Mistress Charalambides sacudió la cabeza.

– Es una tragedia griega moderna -dijo.

– Si lo dice por la poca risa que da, tiene razón, y le aseguro que los dioses se merecen una patada en el culo o algo peor por permitir que le hagan eso a una persona.

– Por lo que he visto hasta ahora, los dioses han dejado de trabajar en Alemania.

– He ahí la cuestión, ¿no? Si no están ahí para ayudarnos ahora, es posible que ni existan.

– No lo creo, Bernie -dijo ella-. Para una dramaturga es muy malo creer que no hay nada más allá del hombre. A nadie le gusta ir al teatro para que le digan eso, y menos ahora. Puede que ahora menos que nunca.

– A lo mejor empiezo a ir al teatro otra vez -dije-. ¡Quién sabe! A lo mejor me devuelve la fe en la naturaleza humana. Pero, mire, ahí viene Trollmann, conque más vale que no alimente esperanzas.

En el momento en que lo decía supe que si mi fe en la naturaleza humana me había tocado en la lotería, rompería el boleto sólo con ver a Trollmann otra vez. Zíngaro Trollmann, tan atractivo antes como cualquier campeón, era ahora la caricatura de un púgil sonado. Estaba tan grotescamente desfigurado que fue como clavar los ojos en Mister Hyde nada más salir de casa del doctor Jekyll. La nariz, antaño pequeña y agresiva, parecía ahora, por el tamaño y la forma, un saco de arena en un reducto mal construido que, a su vez, parecía haberle empujado los ojos hacia los lados de la cabeza, como una res bovina. Las orejas le habían crecido mucho y no tenían contorno, como si le hubiesen caído encima desde la máquina de cortar tocino de una chacinería. Tenía la boca increíblemente ancha y, cuando sonrió estirando los labios, llenos de cicatrices, y enseñando los dientes que tenía y los muchos que le faltaban, fue como contar un chiste al hermano menor de King Kong. Lo peor era su actitud, más alegre que una pared de dibujos de un jardín de infancia, como si no tuviese la menor preocupación en la vida.

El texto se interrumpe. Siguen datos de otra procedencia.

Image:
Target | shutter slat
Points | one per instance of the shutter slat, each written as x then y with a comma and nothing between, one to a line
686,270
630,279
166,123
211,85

Cogió una silla como si fuera un bastón de pan y la posó con el respaldo hacia la mesa.

Nos presentamos. Mistress Charalambides le dedicó una sonrisa que habría iluminado una mina de carbón y se quedó mirándolo con unos ojos tan azules que habrían sido la envidia de los gatos persas. Trollmann no dejaba de asentir y sonreír, como si fuéramos sus más queridos y antiguos amigos. Tal vez lo fuésemos, teniendo en cuenta cómo lo había tratado el mundo hasta entonces.